ABOUT 8.2 MILLION COLLEGE STUDENTS will graduate in China this year, a record high. A survey of graduating students found that 60 percent want to work in second-tier cities, while 30 percent are hoping to work in first-tier cities, with the remaining 10 percent planning to work in third-and fourth-tier cities. Guangming Daily comments:

The results of the survey should be a soothing balm to the mayors of some second-tier cities, who have been racking their brains over ways to attract educated young people.

However, the survey, which also explains the reasons behind the young people's choices, should also shatter any sense of complacency, as it is not the opportunities, career development prospects or living environments of second-and third-tier cities that appeals to young people, but the comparatively lower housing prices in smaller cities.

Cheaper housing outweighs all the other three aforementioned factors when fresh graduates are making their job choices.

It means that once housing prices in big cities such as Beijing, Shanghai and Shenzhen, where China's best companies, schools and hospitals are concentrated, start falling, which has already been happening over the past six months, or their governments begin to assign more subsidized housing and public rental accommodation to meet the needs of more newcomers, there will be a predictable brain drain from smaller cities.
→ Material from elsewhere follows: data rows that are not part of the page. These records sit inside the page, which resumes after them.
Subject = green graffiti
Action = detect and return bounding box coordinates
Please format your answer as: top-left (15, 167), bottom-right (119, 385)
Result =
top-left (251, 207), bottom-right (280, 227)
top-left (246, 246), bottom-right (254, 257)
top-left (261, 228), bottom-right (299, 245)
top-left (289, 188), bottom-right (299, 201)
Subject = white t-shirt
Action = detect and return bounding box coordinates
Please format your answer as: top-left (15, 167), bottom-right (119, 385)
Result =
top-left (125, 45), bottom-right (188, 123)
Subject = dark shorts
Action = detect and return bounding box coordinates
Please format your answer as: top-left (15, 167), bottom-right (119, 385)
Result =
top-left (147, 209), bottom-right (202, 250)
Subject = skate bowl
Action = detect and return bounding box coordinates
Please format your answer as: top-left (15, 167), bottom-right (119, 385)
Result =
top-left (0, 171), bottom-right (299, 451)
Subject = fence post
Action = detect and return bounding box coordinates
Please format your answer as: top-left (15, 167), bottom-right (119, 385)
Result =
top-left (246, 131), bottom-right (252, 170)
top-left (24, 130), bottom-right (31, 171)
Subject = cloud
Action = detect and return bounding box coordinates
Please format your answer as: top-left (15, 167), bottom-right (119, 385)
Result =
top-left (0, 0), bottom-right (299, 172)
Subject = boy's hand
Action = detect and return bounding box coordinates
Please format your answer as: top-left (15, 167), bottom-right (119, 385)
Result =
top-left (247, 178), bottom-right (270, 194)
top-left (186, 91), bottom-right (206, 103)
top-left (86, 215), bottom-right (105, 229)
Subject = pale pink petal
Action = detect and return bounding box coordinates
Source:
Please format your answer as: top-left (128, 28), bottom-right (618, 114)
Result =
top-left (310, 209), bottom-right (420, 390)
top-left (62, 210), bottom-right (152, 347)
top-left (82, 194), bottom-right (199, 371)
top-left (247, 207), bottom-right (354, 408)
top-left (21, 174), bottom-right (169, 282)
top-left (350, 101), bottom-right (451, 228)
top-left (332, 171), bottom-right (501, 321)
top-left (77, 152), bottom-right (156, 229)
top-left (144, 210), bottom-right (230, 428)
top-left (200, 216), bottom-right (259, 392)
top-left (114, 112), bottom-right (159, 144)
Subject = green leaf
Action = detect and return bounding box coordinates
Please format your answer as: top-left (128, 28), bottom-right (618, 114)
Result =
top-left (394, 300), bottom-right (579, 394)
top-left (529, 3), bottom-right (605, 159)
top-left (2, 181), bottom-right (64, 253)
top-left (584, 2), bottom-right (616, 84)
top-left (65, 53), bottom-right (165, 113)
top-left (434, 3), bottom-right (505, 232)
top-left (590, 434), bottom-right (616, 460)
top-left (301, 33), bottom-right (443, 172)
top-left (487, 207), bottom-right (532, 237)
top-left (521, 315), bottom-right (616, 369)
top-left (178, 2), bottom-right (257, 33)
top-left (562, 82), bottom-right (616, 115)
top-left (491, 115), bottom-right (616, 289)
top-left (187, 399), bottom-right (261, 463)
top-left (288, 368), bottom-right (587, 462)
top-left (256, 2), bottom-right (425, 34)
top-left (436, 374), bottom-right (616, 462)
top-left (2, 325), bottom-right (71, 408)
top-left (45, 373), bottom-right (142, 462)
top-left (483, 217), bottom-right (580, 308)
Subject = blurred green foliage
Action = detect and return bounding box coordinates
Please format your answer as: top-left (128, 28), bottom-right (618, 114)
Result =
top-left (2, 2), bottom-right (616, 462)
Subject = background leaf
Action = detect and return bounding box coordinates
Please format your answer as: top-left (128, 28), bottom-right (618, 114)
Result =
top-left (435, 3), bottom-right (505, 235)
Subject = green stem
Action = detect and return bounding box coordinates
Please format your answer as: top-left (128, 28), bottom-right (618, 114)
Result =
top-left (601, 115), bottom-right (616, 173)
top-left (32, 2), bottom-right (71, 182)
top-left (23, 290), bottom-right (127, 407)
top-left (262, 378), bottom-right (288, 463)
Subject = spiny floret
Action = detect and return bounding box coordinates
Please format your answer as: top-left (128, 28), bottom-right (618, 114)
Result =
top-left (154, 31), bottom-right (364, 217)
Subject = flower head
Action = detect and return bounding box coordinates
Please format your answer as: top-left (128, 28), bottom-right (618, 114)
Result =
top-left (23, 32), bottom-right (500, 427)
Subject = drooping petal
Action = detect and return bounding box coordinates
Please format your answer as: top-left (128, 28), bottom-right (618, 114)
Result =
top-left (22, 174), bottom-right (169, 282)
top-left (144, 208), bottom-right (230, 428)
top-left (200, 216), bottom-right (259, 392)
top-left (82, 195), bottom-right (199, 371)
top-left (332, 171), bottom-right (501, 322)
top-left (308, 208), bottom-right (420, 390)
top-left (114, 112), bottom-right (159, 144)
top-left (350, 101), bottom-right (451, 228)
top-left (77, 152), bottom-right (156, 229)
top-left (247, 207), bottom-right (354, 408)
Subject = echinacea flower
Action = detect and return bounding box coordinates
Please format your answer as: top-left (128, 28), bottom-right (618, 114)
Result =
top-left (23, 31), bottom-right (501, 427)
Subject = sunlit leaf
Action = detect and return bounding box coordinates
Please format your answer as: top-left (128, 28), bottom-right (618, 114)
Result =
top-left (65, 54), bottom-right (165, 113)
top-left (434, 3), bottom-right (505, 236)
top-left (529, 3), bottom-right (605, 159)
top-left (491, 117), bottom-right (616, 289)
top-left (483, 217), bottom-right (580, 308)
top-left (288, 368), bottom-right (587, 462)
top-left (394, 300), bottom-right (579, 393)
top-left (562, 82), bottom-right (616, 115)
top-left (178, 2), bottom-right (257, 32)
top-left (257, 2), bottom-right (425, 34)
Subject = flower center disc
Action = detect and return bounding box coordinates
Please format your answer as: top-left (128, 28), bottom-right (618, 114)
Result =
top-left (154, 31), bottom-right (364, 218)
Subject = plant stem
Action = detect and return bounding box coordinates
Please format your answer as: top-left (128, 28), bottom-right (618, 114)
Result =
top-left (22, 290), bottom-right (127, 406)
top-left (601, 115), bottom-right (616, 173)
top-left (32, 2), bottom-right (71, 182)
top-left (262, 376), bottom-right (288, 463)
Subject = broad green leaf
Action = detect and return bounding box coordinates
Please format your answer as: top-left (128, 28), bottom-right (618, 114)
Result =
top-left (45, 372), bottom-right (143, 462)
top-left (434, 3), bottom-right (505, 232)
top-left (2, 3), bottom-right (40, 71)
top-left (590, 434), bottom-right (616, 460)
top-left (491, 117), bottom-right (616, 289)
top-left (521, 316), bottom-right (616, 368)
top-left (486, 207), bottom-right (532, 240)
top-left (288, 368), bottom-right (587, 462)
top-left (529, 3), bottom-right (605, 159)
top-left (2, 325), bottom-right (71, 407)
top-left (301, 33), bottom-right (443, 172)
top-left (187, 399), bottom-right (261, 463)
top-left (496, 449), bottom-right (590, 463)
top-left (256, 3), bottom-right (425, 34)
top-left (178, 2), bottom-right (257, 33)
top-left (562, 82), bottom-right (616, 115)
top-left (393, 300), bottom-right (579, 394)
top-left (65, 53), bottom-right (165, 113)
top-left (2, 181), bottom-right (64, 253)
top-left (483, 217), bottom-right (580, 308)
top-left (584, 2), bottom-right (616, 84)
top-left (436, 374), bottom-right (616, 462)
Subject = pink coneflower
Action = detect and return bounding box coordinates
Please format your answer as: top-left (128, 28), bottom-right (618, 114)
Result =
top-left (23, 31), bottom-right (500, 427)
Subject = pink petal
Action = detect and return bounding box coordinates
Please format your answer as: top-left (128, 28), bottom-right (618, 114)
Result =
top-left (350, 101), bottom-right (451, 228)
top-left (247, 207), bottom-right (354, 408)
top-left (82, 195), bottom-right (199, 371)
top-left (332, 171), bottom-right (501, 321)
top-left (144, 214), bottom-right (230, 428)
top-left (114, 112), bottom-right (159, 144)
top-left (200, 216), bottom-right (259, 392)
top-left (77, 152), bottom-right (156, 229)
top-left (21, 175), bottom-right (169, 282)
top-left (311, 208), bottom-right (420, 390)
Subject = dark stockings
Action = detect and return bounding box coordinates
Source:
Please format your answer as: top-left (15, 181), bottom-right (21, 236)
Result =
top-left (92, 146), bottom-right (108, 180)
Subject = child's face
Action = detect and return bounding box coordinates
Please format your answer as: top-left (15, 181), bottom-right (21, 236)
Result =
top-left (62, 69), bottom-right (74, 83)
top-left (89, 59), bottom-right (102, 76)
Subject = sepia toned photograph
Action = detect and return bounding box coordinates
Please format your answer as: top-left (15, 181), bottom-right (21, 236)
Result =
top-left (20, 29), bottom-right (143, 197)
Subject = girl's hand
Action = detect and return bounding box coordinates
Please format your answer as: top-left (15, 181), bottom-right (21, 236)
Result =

The first-tier cities have become more prudent about the size of their populations, and they have become more picky in selecting only the badly-needed talents, and their high housing prices have, to some extent, become a screening threshold.

The second-tier cities should realize that if they only count on providing cheaper houses to attract young people, something that has already evolved into a fierce competition among some of them, the talents they finally secure will mostly be second-tier ones as well, as the top ones still value opportunities more than simply a place to live.